The “Yes” campaign drove the false narrative that women all across Ireland were dying as a result of being denied an abortion despite having conditions in which they required immediate terminations to save their life. This is just not true – in fact, under Ireland’s “Protection of Life During Pregnancy Act 2013,” it is legal to terminate a pregnancy in the instance of a risk of loss of life from physical illness, a risk of loss of life from physical illness in emergency and a risk of loss of life from suicide.
Furthermore, it is important to note that in England and Wales, where abortion is widely available, very few terminations are carried out in order to save the mother’s life. Simply put, these instances are extraordinarily rare. In 2016, just 6 out of 190,000+ abortions conducted in England and Wales were done as emergencies to save the life of the woman. This tells us something critical: the vast majority of terminations are performed as a result of “unwanted pregnancy,” and it follows that this will soon be the case in Ireland. WIthout the Eighth Amendment, the unborn have absolutely zero constitutional protection and will lose their lives en masse as a result.

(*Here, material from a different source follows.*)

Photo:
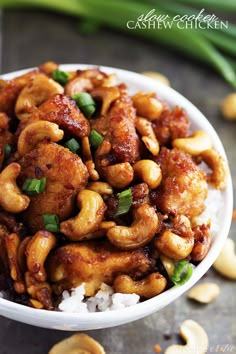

“Evidence has shown that pro-life laws do help,” Dr. Calum Miller, a medical doctor and research fellow in abortion ethics at the University of Oxford, told Faithwire. “It is not the case that if abortion access is limited, women will just have unsafe abortions. The evidence shows clearly that the number of abortions is decreased when abortion is not normalized and when access to it is limited.”
Despite these clear-cut facts and figures, the “why” question was largely ignored in the lead up to Friday’s vote. Instead, horrific (and extremely rare) cases of rape and fetal abnormality dominated the public discourse and allowed the pro-abortion campaigners to insinuate that anyone voting “No” was hell-bent on forcing raped women to carry their attacker’s baby. This was grossly unfair on those who were seeking after a balanced discussion on the key issues surrounding the referendum.
The “Yes” campaign spat out abrupt questions at pro-lifers and enjoyed watching them squirm and fumble. All the while, they fully understood that such tough questions over incredibly rare circumstances demanded a multi-faceted, compassion-led and distinctly nuanced response that could not be adequately portrayed in a 20 second window on live TV. They were, in many instances, misleading and manipulating viewers.
But the militant pro-abortion train would not be slowed, and campaigners continued to push for an extreme overhaul of Ireland’s abortion laws under the guise that the country’s “archaic” pro-life legal provisions were denying women their fundamental freedoms. Crucially, the most common “why” behind the desire to snatch away an innocent life went unanswered.
“It hasn’t been part of the narrative. It is shut down instantaneously,” O Hanlon told Faithwire. “The hallmark of this debate is that it hasn’t been a debate about real issues. It has been a debate on what the referendum should have been addressing. I would have had no problem discussing rape and life-limiting conditions all day if they were the only conditions we were voting in abortion for. But they weren’t.”
“I do know that from knocking on doors, the vast majority of people do not want abortion on demand.”
Tragically, as a result of Friday’s referendum, that is exactly what Ireland is going to get.